Investigation of unregulated pathways involving NR4A family proteins in myelodysplastic syndromes and acute leukemia

Abstract

Myelodysplastic syndrome (MDS) is caused by a heterogeneous group of disorders in hematopoietic stem cells characterized by dysplastic changes in the bone marrow and ineffective hematopoiesis. The consequences of this impaired hematopoiesis are peripheral blood cytopenias, that may involve all three segments of the blood: erythrocytes, leukocytes and platelets.

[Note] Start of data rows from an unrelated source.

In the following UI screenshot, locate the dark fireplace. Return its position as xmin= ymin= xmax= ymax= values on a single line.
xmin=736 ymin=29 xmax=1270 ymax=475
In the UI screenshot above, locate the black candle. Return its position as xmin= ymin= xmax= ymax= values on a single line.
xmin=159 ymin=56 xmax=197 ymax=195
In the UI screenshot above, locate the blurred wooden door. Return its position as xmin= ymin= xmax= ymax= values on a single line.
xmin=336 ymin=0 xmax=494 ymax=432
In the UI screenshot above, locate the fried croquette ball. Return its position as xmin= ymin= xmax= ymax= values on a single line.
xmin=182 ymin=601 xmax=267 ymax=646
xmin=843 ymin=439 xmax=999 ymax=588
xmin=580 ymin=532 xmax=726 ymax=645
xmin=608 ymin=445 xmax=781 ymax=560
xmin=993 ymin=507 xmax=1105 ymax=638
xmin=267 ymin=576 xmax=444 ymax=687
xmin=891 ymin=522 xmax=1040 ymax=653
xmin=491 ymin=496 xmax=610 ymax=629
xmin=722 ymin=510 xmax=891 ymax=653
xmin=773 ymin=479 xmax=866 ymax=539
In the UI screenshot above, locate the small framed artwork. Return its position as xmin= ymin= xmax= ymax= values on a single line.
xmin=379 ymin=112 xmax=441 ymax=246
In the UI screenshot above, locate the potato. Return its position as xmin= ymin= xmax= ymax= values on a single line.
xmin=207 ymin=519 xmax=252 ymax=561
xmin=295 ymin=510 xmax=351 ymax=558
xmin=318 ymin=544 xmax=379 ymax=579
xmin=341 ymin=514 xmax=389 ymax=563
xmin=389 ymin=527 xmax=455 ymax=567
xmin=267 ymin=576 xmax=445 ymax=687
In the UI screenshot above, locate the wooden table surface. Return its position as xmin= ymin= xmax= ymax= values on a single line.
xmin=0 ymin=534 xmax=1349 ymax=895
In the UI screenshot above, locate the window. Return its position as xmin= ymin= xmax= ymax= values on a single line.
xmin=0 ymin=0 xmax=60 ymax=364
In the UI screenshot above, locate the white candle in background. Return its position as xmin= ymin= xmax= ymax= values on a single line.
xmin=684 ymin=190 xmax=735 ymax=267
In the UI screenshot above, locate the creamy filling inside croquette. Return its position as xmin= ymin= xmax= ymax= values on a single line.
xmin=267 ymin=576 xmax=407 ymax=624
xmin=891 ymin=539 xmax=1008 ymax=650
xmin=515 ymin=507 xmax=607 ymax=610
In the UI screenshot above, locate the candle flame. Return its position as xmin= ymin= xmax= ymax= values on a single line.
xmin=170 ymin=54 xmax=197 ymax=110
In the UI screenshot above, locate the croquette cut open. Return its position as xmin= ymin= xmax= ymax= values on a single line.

Previous results of microarray identified several genes whose expression was modulated in CD34+ and stromal cells of patients with SMDs and also RNAs non-coding (ncRNAs) that possibly make up signaling networks that control, integrate and regulate mechanisms transcriptional, post transcriptional and epigenetic. The NR4A subfamily of nuclear receptors are transcription factors involved in various cellular functions in which exonic and intronic regions showed hyperexpression in microarray analysis performed on CD34+ cells in patients with MDS. There are only two studies in the literature relating these proteins with AML (acute myeloid leukemia) and MDS and the results are still contradictory. Therefore, the aim of this study is to investigate the role of coding and noncoding transcripts of these proteins in bone marrow disease through overexpression and functional studies of the same.